A chave para conter o excesso ecológico significa reduzir significativamente o consumo excessivo e o desperdício, especialmente por parte dos ricos, e implementar uma economia ecológica que se concentre na justiça social em vez do crescimento contínuo, disse ele.

Uma das medidas globais que utilizaram, que remonta a 1820, mostra que os 10 por cento dos mais ricos do mundo receberam consistentemente pelo menos 50 por cento de todo o rendimento, ilustrando a desigualdade económica global a longo prazo.

“A magnitude desta desigualdade”, disse ele, “fornece mais provas de que precisamos de uma mudança dramática.
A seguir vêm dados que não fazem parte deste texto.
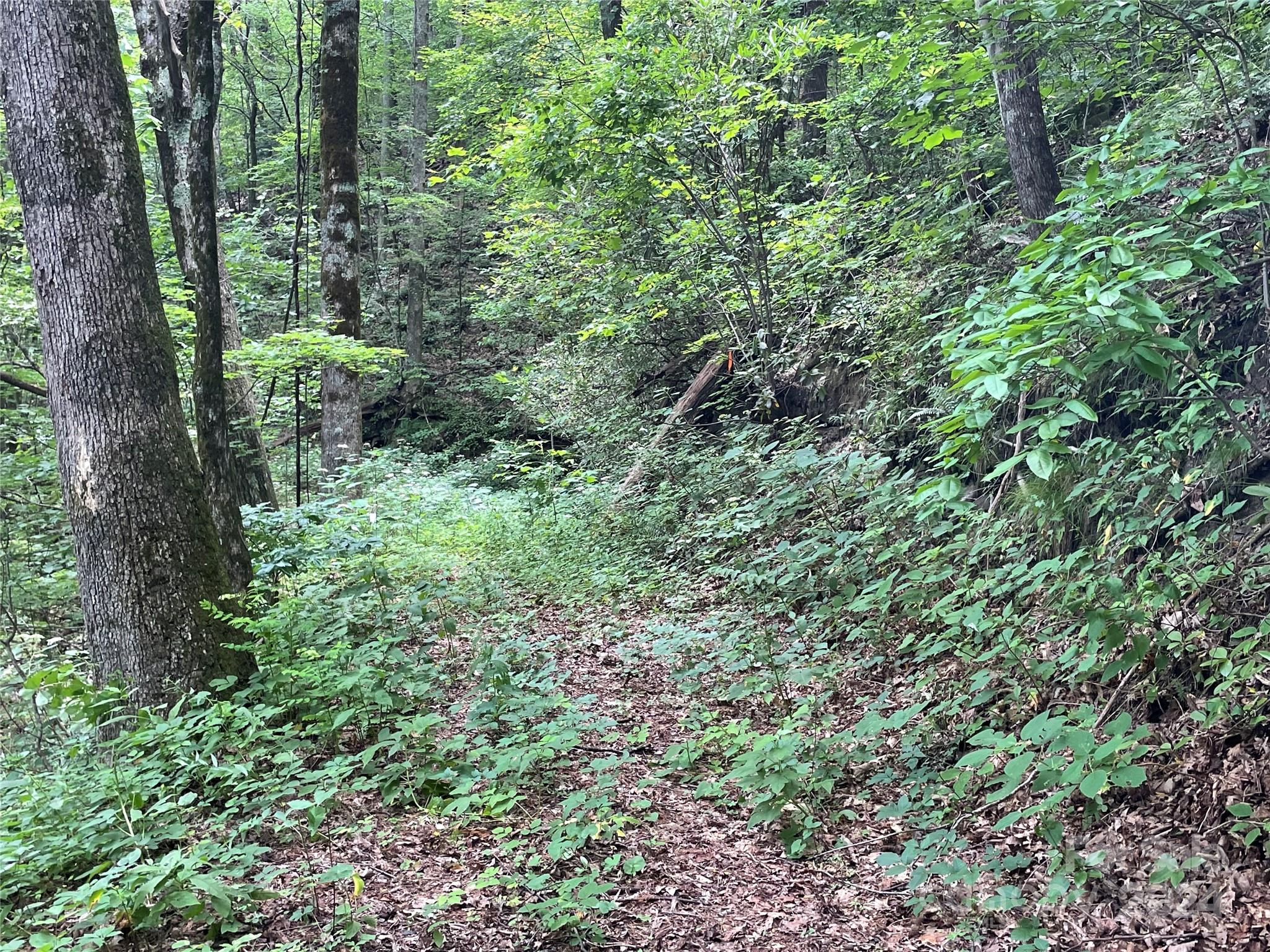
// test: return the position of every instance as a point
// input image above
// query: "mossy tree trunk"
(179, 60)
(340, 229)
(1023, 113)
(145, 544)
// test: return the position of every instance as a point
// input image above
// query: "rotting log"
(699, 390)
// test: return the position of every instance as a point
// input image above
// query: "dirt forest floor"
(713, 884)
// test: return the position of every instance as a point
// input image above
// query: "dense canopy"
(634, 474)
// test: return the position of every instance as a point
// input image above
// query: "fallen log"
(699, 390)
(33, 389)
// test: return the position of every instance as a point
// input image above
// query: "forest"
(506, 475)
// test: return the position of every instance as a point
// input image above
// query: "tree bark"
(381, 211)
(253, 117)
(610, 18)
(340, 229)
(178, 56)
(146, 547)
(813, 89)
(417, 293)
(1023, 113)
(253, 483)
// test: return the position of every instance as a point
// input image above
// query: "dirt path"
(709, 883)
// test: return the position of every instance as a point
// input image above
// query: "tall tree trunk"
(417, 294)
(1023, 113)
(381, 218)
(253, 483)
(610, 18)
(145, 544)
(813, 89)
(340, 227)
(179, 60)
(253, 117)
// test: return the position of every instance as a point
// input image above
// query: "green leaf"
(1093, 783)
(1041, 462)
(1081, 409)
(1129, 776)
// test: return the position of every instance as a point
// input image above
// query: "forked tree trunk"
(340, 227)
(179, 60)
(1023, 113)
(417, 294)
(145, 545)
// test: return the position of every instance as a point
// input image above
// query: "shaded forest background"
(904, 367)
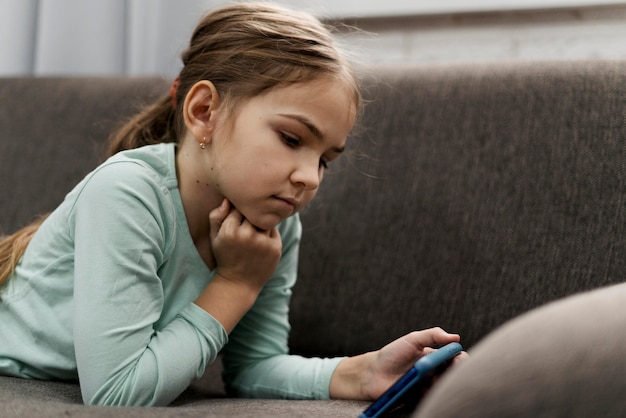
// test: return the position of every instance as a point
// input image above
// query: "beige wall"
(574, 33)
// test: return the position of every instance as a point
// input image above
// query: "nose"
(307, 175)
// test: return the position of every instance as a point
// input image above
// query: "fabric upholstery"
(470, 194)
(563, 360)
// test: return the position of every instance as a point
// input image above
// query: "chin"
(265, 223)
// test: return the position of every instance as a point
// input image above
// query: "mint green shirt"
(105, 291)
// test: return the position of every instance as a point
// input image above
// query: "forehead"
(328, 103)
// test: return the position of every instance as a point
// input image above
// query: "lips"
(288, 202)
Enfrentamos múltiplas crises sociais e ambientais graves e inter-relacionadas. Precisamos de políticas económicas que orientem a humanidade para padrões de utilização de recursos mais equitativos.”

Santiago Ferreira é o diretor do portal Naturlink e um ardente defensor do ambiente e da conservação da natureza. Com formação académica na área das Ciências Ambientais, Santiago tem dedicado a maior parte da sua carreira profissional à pesquisa e educação ambiental. O seu profundo conhecimento e paixão pelo ambiente levaram-no a assumir a liderança do Naturlink, onde tem sido fundamental na direção da equipa de especialistas, na seleção do conteúdo apresentado e na construção de pontes entre a comunidade online e o mundo natural.